Candida spp. are colonizing fungi of human skin and mucosae of the gastrointestinal and genitourinary tract, present in 30-50% of healthy individuals in a population at any given moment. The host defense mechanisms prevent this commensal fungus from invading and causing disease. Loss of skin or mucosal barrier function, microbiome imbalances, or defects of immune defense mechanisms can lead to an increased susceptibility to severe mucocutaneous or invasive candidiasis. A comprehensive understanding of the immune defense against Candida is essential for developing adjunctive immunotherapy. The important role of underlying genetic susceptibility to Candida infections has become apparent over the years. In most patients, the cause of increased susceptibility to fungal infections is complex, based on a combination of immune regulation gene polymorphisms together with other non-genetic predisposing factors. Identification of patients with an underlying genetic predisposition could help determine which patients could benefit from prophylactic antifungal treatment or adjunctive immunotherapy. This review will provide an overview of patient susceptibility to mucocutaneous and invasive candidiasis and the potential for adjunctive immunotherapy.

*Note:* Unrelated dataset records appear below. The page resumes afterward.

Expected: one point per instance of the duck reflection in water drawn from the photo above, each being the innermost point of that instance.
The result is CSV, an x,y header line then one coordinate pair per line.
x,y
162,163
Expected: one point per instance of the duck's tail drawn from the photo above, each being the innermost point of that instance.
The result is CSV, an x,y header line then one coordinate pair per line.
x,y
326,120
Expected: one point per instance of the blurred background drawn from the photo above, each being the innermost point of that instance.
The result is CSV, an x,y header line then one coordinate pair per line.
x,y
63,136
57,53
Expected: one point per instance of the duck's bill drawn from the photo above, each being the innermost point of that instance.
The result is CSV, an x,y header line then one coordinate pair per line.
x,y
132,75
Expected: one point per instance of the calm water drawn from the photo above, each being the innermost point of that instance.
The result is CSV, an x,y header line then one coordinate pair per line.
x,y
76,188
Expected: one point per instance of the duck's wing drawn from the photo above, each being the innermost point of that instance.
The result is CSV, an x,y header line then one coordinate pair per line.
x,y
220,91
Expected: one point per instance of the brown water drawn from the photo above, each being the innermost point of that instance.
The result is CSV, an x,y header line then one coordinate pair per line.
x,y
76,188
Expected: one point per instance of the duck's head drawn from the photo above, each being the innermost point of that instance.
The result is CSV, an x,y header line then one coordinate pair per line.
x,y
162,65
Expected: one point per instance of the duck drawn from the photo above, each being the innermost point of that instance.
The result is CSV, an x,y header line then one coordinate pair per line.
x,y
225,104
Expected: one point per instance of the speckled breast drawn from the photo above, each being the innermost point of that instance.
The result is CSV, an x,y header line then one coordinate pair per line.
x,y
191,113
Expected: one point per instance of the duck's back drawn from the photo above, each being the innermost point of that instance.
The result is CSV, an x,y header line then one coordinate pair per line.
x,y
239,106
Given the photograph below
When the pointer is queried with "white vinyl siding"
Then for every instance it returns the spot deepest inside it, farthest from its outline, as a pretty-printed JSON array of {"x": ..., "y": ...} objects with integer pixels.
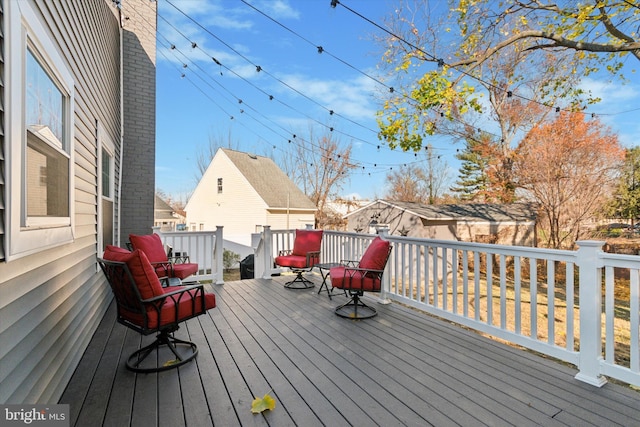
[
  {"x": 40, "y": 128},
  {"x": 53, "y": 297}
]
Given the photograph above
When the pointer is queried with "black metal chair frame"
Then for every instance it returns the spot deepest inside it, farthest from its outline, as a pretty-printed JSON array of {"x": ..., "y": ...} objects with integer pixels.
[
  {"x": 118, "y": 274},
  {"x": 355, "y": 308},
  {"x": 301, "y": 282}
]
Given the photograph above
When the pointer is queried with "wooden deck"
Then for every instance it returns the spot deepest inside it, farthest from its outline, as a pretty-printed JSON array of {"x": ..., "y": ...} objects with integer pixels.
[{"x": 401, "y": 367}]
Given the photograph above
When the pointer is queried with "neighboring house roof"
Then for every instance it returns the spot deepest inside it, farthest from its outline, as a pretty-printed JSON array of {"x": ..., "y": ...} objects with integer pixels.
[
  {"x": 269, "y": 181},
  {"x": 468, "y": 212},
  {"x": 162, "y": 210}
]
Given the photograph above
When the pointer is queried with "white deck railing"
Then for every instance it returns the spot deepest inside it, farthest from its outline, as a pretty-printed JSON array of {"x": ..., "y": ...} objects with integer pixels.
[
  {"x": 203, "y": 247},
  {"x": 581, "y": 306}
]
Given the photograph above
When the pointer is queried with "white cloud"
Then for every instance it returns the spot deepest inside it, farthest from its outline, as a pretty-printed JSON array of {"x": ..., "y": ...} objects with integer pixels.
[
  {"x": 350, "y": 98},
  {"x": 278, "y": 9}
]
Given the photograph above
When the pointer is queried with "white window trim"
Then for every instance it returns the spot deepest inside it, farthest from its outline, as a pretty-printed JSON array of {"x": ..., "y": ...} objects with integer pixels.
[{"x": 25, "y": 25}]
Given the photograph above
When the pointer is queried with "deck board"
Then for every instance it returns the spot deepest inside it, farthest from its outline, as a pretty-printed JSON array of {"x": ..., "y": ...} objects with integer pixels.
[{"x": 401, "y": 367}]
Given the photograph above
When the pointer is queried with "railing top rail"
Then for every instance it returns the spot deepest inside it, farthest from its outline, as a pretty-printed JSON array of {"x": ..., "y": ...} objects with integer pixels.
[{"x": 542, "y": 253}]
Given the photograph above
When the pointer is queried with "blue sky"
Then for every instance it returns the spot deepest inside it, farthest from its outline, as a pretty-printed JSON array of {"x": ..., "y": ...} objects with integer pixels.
[{"x": 195, "y": 103}]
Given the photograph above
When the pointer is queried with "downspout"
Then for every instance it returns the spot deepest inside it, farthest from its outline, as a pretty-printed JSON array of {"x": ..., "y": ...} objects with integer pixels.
[{"x": 119, "y": 208}]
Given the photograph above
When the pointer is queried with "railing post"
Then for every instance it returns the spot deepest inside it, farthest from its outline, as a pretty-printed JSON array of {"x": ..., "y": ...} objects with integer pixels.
[
  {"x": 218, "y": 255},
  {"x": 386, "y": 280},
  {"x": 267, "y": 252},
  {"x": 590, "y": 287}
]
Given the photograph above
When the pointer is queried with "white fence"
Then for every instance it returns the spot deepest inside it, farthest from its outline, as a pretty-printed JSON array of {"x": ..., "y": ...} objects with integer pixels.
[
  {"x": 203, "y": 247},
  {"x": 580, "y": 306}
]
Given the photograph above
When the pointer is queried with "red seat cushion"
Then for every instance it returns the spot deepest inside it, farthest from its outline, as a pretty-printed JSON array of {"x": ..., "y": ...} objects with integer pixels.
[
  {"x": 307, "y": 241},
  {"x": 375, "y": 257},
  {"x": 342, "y": 278},
  {"x": 143, "y": 273},
  {"x": 151, "y": 245},
  {"x": 292, "y": 261},
  {"x": 185, "y": 305}
]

Keywords: candidemia; chronic mucocutaneous candidiasis (CMC); genetic predisposition; hyper IgE syndrome; immune defense; immunotherapy; invasive candidiasis; mucocutaneous candidiasis; patient susceptibility.

Figure 1

Recognition of Candida species by innate immune cells. Ligand binding to extracellular Toll-like receptors (TLRs), such as TLR2 and TLR4, leads to the production of pro-inflammatory cytokines during Candida infections. The intracellular TLRs that recognize nucleic acids—namely, TLR3 and TLR9—might also have a role in anti-Candida host responses. Chitin from C. albicans has been proposed to induce the production of interleukin-10 (IL-10) via a nucleotide-binding oligomerization domain-containing protein 2 (NOD2)-dependent mechanism and in this way may contribute to dampening pro-inflammatory host responses during fungal infection. The pattern recognition receptors (PRRs) dectin 1, dectin 2 and dectin 3, and Fc receptors for IgG (FcγRs), induce responses in a spleen tyrosine kinase (SYK)-dependent manner, whereas the signalling pathways engaged by the mannose receptor remain unknown. Dectin 1 can interact with TLR2 and can induce intracellular signalling via SYK- and RAF proto-oncogene serine/threonine-protein kinase (RAF1)-dependent pathways. Complement receptor 3 (CR3) is important for the recognition of unopsonized Candida, whereas FcγRs are important for recognition of opsonized Candida by neutrophils. Dendritic cell (DC)-specific -ICAM3-grabbing non-integrin (DC-SIGN) recognizes N-linked mannans of Candida and has a role in inducing T helper (TH) cell responses. There is no known Candida-derived ligand that triggers the macrophage-inducible C-type lectin receptor (MINCLE), whereas β-mannans from Candida are recognized by galectin 3. Although a role for melanoma differentiation-associated protein 5 (MDA5) in anti-Candida host responses has been described, it remains to be determined what ligand induces MDA5 activation. Together, these signalling pathways induce the secretion of cytokines and chemokines and initiate phagocytosis to clear Candida infections. CARD9, caspase activation and recruitment domain-containing 9; C. glabrata, Candida glabrata; NF-κB, nuclear factor-κB; PAMP, pathogen-associated molecular pattern; PKCδ, protein kinase Cδ; ROS, reactive oxygen species.